Saturday night marked my first boxing show for a while. You know how it is, the usual conversation with yourself; can I afford a ticket, do I want a four hour round trip, is there a kid’s birthday party I need to be a taxi service for happening on the same day?
Although I knew Kell Brook against Errol Spence was a top drawer prospect, I’d procrastinated the decision making process until the day before the fight. But then I tuned in to watch the excellent ‘Behind The Ropes’ show Sky Sports airs in the lead up to their pay-per-views.
A stranger in a strange, cold town, Spence stared at Brook during the press conference and calmly drawled: “Man down. Don’t run. Stand in the middle of the ring.” ‘Wow’, I thought. He means business. No Floyd Mayweather-type idiot antics required, just fighting talk.

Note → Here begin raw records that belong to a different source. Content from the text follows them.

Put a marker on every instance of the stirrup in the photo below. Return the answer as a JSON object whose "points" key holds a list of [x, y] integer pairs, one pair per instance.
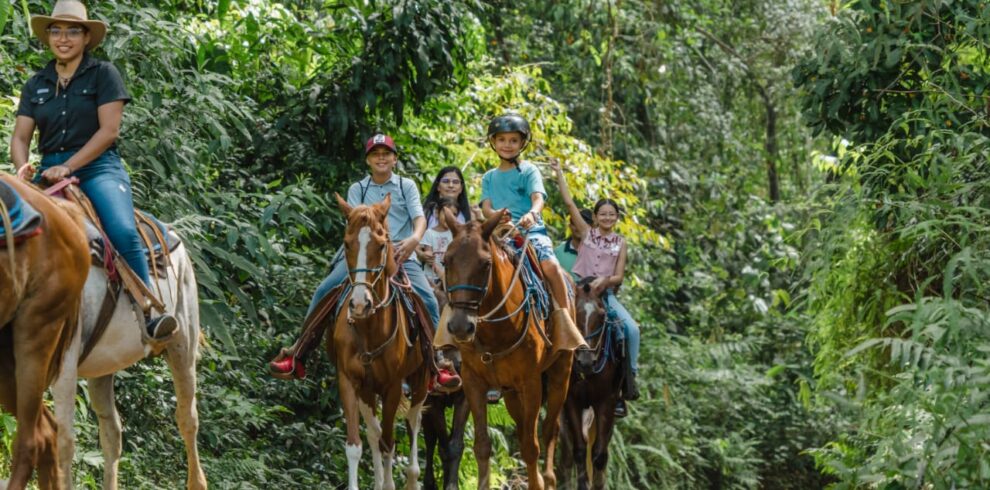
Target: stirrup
{"points": [[288, 368], [620, 409]]}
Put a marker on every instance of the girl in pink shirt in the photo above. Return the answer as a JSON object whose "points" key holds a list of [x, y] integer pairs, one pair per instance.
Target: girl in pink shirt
{"points": [[603, 256]]}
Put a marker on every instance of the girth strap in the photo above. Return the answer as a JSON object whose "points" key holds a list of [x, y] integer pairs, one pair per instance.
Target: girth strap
{"points": [[103, 319]]}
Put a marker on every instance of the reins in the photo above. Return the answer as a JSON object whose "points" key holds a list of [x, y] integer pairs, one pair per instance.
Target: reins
{"points": [[8, 228], [487, 357]]}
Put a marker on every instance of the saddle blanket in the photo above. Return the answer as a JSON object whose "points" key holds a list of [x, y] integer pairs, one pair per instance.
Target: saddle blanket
{"points": [[25, 220]]}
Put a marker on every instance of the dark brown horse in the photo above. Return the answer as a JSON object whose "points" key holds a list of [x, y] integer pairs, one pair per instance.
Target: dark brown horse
{"points": [[373, 350], [595, 381], [41, 283], [503, 345]]}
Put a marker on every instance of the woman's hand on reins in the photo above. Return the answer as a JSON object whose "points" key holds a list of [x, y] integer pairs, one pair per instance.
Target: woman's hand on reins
{"points": [[56, 173], [26, 172], [405, 249]]}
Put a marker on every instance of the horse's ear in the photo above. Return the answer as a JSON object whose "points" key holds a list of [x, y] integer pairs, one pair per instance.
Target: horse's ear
{"points": [[382, 207], [451, 221], [346, 208], [491, 223]]}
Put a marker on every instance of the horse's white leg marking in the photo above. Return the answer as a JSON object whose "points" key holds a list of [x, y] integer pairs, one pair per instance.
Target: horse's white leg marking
{"points": [[64, 393], [353, 457], [414, 416], [589, 309], [374, 429], [102, 399], [360, 293]]}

We’ve seen US fighters arrive on these shores before. Full of hype, full of confidence. Tired cliches are used by the lazy uninformed. Jeff Lacy is not the template for an American coming to fight in the UK. He was simply another American who came to fight in the UK. As did Timothy Bradley, as did Rico Hoye, as did Terence Crawford, as did Mark Breland. Different circumstances, different fighters, different outcomes.
Spence, the latest arrival, seemed to have something. Boxing fans were familiar with him as a fighter not satisfied with pot-shotting to points decisions, wrecking proven, durable fighters such as Chris Van Heerden, Leonard Bundu and Chris Algieri. Lurking as IBF mandatory challenger for a while, Spence watched as his target Brook stepped up two weight classes to challenge middleweight machine Gennady Golovkin last October. One smashed up eye and eight months’ rehabilitation later, Brook surprised many by returning to welterweight, and accepting a defence against Spence.
The question of whether Brook will be satisfied with his championship reign is an interesting one. An excellent, if narrow, away victory over Shawn Porter was the opener to a couple of poor years, marred firstly by a knife assault and then the somewhat ignominious C-level defences of his title. Fighters like any sportsmen need to make money and need to maximise their earnings. I understand that. And Brook has been extremely successful in that regard. But looking through a fan’s eyes, people don’t adopt fighters as their favourites on account of how financially savvy they are. The sport is nothing as a spectacle without legacies. A true legacy cannot be forged without risk, something Spence had no hesitation in taking: “That’s what real fighters do. Fight anywhere.”
I’ve been told many times how when Marvelous Marvin Hagler ripped away Alan Minter’s world middleweight title, everyone knew they had witnessed something, or someone, very special. Whilst not quite the same seismic impact, Spence’s self-assured victory in Sheffield was impressive, as was his honest post-fight appraisal that it wasn’t the gameplan or even the performance he wanted. A tentative start was soon forgotten as Spence found a rhythm, the sharpness and accuracy of his shots ultimately proving too much for a champion unable to maintain the early pace. If there were any unexpressed confidence issues amongst the Spence camp, they must have been completely eradicated with this victory in circumstances stacked against them.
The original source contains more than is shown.